The tool on the left is a Wezsnip. They call it an easy snip utility shear. Almost identical tools on the web are called... Craft snip, Multi snip, Garden tools scissors. Very similar ones are called... Hardware snip, Shop snip. I would like to use a non-trade name to describe them uniquely. Any ideas? The tool on the right is a Tullen work cutter. A similar tool is called a multi use shear. What is the difference, if any, between shear and snip?
I know these as Tin Snips, or Tinner(')s Snips, and are identifiable as such because of the symmetry of the handles and blades, the wide aperture between the blades, and that the handles are longer than the blades.
The difference between snips & shears?
Snips are shears that are used for cutting metal.
So a snip is a type of shear. And a shear?
Is a cutting instrument in which two blades move past each other, like scissors but typically larger
I do not believe there can be an authoritative answer for this question as every trade will use whatever tools work best for them and rename it - no matter what the manufacturer calls it. There is very little innovation among simple hand tools like these other than the materials and the marketing.
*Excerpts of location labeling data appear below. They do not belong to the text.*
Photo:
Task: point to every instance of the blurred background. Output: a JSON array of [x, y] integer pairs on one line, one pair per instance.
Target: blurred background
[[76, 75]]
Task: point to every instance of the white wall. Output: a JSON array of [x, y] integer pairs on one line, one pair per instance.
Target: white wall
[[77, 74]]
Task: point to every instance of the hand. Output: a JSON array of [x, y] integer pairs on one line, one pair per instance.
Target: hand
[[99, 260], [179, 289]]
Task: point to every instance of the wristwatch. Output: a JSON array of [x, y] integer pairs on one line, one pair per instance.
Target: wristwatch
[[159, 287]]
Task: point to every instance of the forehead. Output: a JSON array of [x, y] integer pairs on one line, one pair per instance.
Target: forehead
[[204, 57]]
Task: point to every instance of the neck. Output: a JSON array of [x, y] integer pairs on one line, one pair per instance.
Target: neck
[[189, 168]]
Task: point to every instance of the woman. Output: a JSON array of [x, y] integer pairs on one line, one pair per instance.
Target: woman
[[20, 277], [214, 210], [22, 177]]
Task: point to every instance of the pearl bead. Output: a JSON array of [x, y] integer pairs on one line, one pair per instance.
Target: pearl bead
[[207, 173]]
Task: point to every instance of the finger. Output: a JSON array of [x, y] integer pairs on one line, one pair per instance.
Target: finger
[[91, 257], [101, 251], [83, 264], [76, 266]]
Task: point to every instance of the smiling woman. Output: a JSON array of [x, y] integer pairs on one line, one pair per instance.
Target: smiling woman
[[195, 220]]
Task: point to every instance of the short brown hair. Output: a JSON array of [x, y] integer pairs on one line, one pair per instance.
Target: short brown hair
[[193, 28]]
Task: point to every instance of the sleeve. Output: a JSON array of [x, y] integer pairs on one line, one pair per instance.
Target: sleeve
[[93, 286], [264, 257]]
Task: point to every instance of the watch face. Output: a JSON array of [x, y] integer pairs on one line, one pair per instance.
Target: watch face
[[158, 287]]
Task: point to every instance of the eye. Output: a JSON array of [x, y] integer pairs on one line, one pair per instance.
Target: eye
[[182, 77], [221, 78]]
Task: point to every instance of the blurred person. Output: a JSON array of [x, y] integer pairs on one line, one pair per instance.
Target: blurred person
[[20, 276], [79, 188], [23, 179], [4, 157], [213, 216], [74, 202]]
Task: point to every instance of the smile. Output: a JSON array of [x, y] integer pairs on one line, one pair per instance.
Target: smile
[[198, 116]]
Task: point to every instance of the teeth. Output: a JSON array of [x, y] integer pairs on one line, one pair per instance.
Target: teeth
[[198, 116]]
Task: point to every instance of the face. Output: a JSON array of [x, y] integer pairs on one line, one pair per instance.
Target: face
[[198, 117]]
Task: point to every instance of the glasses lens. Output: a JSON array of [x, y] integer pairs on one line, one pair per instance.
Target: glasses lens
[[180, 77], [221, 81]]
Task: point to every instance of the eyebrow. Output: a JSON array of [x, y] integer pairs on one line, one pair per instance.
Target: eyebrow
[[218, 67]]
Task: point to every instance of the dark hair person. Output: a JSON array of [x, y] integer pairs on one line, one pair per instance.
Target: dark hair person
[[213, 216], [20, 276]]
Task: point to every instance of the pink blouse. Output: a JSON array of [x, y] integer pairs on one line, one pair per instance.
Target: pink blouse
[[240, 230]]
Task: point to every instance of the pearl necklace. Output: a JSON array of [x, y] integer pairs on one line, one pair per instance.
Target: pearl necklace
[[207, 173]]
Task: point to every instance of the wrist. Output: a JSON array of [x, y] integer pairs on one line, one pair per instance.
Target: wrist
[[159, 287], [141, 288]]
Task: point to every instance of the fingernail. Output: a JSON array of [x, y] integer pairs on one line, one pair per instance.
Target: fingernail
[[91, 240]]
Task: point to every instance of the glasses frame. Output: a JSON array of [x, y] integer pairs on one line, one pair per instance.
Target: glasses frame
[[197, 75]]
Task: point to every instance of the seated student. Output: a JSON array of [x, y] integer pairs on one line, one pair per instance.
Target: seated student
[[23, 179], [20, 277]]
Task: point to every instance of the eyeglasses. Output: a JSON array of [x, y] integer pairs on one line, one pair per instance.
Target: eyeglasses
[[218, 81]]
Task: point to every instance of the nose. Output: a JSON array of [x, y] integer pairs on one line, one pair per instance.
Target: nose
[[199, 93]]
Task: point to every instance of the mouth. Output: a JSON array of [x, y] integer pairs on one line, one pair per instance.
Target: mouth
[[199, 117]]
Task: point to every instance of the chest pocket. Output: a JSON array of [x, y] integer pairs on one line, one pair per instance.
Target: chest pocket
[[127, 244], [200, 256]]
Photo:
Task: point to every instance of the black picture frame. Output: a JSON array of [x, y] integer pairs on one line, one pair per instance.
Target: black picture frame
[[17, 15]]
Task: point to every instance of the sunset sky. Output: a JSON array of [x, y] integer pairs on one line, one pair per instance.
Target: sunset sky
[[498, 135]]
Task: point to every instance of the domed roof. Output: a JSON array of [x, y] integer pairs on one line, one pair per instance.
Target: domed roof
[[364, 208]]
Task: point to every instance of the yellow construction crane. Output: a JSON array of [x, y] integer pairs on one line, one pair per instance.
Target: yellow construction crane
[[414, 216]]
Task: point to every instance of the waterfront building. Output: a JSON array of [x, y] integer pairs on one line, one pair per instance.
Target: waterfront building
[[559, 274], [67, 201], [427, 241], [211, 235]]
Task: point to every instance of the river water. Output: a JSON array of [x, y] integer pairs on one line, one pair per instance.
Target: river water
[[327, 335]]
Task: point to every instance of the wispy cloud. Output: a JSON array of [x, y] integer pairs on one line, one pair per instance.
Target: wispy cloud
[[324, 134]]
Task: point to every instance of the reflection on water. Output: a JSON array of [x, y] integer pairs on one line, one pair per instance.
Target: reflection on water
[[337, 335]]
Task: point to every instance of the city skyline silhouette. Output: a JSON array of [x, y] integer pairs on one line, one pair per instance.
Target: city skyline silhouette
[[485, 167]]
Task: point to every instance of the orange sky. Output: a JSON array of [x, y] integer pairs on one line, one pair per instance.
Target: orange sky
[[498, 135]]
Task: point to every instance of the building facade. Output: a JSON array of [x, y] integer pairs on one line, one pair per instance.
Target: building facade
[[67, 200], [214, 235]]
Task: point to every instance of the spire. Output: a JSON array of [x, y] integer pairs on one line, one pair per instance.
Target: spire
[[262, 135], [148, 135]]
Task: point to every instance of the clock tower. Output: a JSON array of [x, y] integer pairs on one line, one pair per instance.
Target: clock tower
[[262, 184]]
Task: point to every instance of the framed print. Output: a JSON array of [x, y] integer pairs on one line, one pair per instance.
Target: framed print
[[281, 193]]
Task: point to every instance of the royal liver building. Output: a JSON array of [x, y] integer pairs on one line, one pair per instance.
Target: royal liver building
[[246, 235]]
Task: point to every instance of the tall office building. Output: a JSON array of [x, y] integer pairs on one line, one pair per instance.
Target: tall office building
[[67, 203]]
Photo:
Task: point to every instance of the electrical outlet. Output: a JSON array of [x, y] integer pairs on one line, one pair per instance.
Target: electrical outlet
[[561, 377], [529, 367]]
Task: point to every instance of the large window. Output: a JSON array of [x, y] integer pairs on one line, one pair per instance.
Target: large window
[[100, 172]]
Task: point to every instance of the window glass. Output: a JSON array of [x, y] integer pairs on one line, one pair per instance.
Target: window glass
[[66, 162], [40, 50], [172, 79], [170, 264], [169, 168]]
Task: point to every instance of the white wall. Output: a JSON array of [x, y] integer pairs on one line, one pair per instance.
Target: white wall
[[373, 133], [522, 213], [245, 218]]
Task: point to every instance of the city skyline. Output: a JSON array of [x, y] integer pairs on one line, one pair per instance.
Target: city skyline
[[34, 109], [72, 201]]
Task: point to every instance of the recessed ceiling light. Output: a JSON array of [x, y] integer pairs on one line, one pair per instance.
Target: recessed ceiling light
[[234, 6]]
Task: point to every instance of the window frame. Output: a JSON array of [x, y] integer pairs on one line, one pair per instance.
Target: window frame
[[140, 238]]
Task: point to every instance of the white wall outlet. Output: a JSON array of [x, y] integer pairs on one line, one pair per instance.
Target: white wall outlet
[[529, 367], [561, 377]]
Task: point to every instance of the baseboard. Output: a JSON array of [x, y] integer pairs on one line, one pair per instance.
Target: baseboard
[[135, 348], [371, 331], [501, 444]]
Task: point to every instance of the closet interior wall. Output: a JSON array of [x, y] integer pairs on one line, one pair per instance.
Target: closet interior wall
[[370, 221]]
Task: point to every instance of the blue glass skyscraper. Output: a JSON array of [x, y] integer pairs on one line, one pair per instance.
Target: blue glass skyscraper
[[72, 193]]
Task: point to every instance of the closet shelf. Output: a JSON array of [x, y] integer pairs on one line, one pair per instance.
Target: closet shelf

There are obvious differences which do suggest names. For instance the top, left tool has a notch in the blade. This is for round objects like rope, plant stems, etc... in my trade (metalwork) it would be called "3" notched snips". Snips because the entire length of the material being cut can be accomplished in a single stroke. Shears are designed to cut continuously through long lengths of materials. with multiple strokes.
Identifying the tool by it's capabilities or physical characteristics seems most appropriate. Thus the top, right pair might be called "8cm straight snips" at least, in my trade they would be. The bottom photo are called "tin snips" here.
A search on the internet reveals that the tool in picture 3 is known as "tin snips" by Fuller, ABM, Harbor, and Shefield. Bahco, Ideal, Stanley and TTI equate tin snips with aviation snips. There is no currently accepted adjective that describes the first 2 tools above. For the time being I propose "craft snips" as nearest to their use.